Balancing Cost, Performance, and Capacity in the Cloud

There is a huge difference between provisioning applications to support capacity and provisioning them to support performance requirements. That as capacity increases performance decreases is one of the truisms of scalability that is likely to be one of the first axioms of cloud computing that will bite us in the proverbial rear-end while simultaneously reaching for our wallets.

Alistair Croll of BitCurrent has a couple of great charts that illustrate this point perfectly. He then goes on to discuss how that affects cloud money money money computing in “The cloud’s most important equation”:

How will that tool or cloud know how to create new instances? Simple. It’ll look at user experience. Sure, it may consider CPU load, or network usage, or free memory at first. But those are ultimately proxies for the only thing that matters: User experience. When the application’s response time gets too slow, it’s time to add capacity.

But in the past, you’ve been the one to decide what gets deployed in a data center. You controlled capacity; user experience was the variable. Now, the cloud controls capacity. The only knob you have is user experience.

What this means is that autonomic provisioning and elastic computing systems will need to provide tools for their customers to adjust not only target customer experience, but also target spending. And because clouds are in the business of making money, they’re unlikely to offer spending controls willingly to platform users.
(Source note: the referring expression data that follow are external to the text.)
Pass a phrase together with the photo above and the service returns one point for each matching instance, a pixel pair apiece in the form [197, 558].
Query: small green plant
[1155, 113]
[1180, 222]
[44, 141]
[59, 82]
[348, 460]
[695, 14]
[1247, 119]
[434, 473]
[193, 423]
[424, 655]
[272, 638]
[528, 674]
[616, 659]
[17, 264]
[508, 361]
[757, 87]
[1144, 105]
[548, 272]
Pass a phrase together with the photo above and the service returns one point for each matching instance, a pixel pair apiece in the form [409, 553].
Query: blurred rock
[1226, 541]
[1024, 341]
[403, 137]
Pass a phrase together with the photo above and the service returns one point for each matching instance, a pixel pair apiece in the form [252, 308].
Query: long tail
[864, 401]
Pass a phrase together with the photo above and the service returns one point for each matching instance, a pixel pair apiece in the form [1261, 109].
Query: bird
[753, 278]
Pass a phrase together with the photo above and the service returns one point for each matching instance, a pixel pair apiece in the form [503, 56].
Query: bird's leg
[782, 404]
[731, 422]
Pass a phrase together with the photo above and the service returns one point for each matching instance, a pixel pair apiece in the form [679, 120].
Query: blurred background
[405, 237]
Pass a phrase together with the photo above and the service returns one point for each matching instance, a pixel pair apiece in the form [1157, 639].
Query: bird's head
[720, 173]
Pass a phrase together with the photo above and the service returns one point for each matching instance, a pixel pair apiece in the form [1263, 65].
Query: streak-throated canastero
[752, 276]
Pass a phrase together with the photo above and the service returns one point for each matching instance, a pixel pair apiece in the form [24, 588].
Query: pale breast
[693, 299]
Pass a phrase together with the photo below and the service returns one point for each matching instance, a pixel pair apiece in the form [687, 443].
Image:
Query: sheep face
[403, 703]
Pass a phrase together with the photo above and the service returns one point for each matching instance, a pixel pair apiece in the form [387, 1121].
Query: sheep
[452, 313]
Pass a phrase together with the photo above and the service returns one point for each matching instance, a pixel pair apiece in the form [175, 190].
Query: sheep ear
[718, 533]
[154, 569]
I won’t try to replicate Alistair’s math; suffice to say that it’s nearly impossible to argue with the data and empirical evidence of thousands of customers: more users = more capacity used = degrading response time.

What’s interesting about this discussion is there is a solution. The collaborative nature of Infrastructure 2.0 combined with the intelligence of a context-aware infrastructure mash-up to form just the solution we need to balance capacity-performance-cost ratios.


Load balancers that evolved into application delivery controllers spent some time under the name “traffic management.” This implied control over the inbound and outbound flow of “traffic”, or application data. The problem was – and still is in some cases – that folks ignore the advanced capabilities of an application delivery controller and treat it like a static, layer 4 load balancer. It still controls the flow of data, but it’s essentially asleep at the wheel.

context Those advanced capabilities – application awareness, conditional execution of logic via network-side scripting, integration via standards-based APIs, and spanning both network and application layers of the stack – affords such a “traffic management” system with the ability to take on a unique role within emerging data center models that revolve around on-demand capacity. That role is not just traffic management, but application management and delivery.

See, once a system has arrived at contextual-awareness and it is capable of integration you suddenly have at your fingertips the ability to not only manage capacity as well as user-experience (response time) but also costs. The ability to perform autonomic provisioning exists and is utilized heavily already today in cloud environments. So managing capacity on-demand is not a problem at all.

Even managing capacity while managing costs by capping instances is not necessarily a problem. Putting limitations on the number of instances in total that can be “online” at any given time is not a technological issue. As Alistair points out it’s a matter of whether the provider wants to allow that limitation as it necessarily keeps revenue growth slow.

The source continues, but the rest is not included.